Worse, the light on the lighthouse has gone out. So, getting on a boat,
our hero goes to investigate. It soon becomes apparent that there’s
something sinister going on at the lighthouse; the three keepers are
missing, and ghostly shadows lurk about in the corner of the eye. What
follows is a weird adventure involving time travel, space probes, and…
demons or something, I don't know.
It’s obvious that this is a love letter to old British sci-fi TV serials, as well as being something of a reference to a famous case where three lighthouse keepers off the coast of Scotland disappeared in 1900. (If you're wondering, no, not the same lighthouse that Robert Eggers’ landmark thriller The Lighthouse is based on.)
Unfortunately
the game is marred by a lack of subtitles, which is understandable
given the low budget and the original release date (2004) but
unacceptable for the 2009 remaster. What this shakes out to is: I hope
you like incomprehensible British accents, often heavily filtered.
There’s also the traditional adventure game irritants of pixel hunting,
plus the deeply annoying lack of any sort of journal or clue collection.

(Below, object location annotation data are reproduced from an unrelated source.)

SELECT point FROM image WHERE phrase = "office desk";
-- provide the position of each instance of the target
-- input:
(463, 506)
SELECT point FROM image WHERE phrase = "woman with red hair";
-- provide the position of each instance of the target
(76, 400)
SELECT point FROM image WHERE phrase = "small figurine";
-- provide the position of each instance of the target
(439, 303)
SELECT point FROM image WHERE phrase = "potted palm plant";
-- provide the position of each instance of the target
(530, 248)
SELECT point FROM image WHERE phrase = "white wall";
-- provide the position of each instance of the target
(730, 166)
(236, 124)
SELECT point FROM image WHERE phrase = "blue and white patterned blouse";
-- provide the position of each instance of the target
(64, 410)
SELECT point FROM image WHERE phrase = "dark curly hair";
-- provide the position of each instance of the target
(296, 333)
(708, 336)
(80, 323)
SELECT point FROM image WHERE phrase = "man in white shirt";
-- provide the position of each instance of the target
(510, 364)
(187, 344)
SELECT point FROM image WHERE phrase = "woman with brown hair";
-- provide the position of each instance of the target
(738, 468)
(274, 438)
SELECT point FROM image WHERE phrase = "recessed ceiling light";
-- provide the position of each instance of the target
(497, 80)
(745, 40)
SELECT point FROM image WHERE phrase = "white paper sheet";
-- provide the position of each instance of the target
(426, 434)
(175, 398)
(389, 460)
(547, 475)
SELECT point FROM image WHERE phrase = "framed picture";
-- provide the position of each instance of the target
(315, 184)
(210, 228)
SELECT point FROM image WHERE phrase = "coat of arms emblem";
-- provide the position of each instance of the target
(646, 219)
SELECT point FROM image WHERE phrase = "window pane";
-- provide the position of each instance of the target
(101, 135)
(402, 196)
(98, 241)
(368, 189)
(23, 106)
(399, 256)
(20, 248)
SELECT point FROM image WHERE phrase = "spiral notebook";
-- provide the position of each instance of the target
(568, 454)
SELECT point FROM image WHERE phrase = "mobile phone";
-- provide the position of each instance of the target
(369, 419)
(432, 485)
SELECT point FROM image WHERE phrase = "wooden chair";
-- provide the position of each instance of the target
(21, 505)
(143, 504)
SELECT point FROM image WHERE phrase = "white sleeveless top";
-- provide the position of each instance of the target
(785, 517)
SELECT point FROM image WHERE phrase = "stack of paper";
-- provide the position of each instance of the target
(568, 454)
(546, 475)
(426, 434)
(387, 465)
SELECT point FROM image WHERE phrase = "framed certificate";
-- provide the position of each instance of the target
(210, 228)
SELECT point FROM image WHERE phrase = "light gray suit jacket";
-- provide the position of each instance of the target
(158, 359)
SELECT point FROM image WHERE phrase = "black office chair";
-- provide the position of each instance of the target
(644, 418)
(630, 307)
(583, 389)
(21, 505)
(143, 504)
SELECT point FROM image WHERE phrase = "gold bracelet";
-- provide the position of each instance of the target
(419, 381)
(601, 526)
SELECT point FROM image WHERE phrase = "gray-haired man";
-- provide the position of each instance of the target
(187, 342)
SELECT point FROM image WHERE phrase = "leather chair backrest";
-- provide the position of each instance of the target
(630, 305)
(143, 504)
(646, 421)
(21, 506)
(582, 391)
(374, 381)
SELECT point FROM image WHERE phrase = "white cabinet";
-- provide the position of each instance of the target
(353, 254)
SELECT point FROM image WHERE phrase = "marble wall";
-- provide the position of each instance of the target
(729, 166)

If you want to look up your clues for a puzzle, you have to go back to
the location you found them. It’s seriously annoying. The puzzles, by
the way, border on pure, unfiltered bullshit. Some of them have solutions that are poorly
explained or hinted at; the lack of any real note-keeping just makes it
all worse. The
game itself is, in a word, ugly, made up of mostly still-frame CG
shots. moving about is done entirely with a mouse, which is annoying
because you have to constantly hunt for the “turn right/left” spots and
“go forward” spots.
You’re not going to be too terribly put out by the $5 asking price for this game, but in all honesty there are better adventure games out there, and they’re more tonally consistent to boot.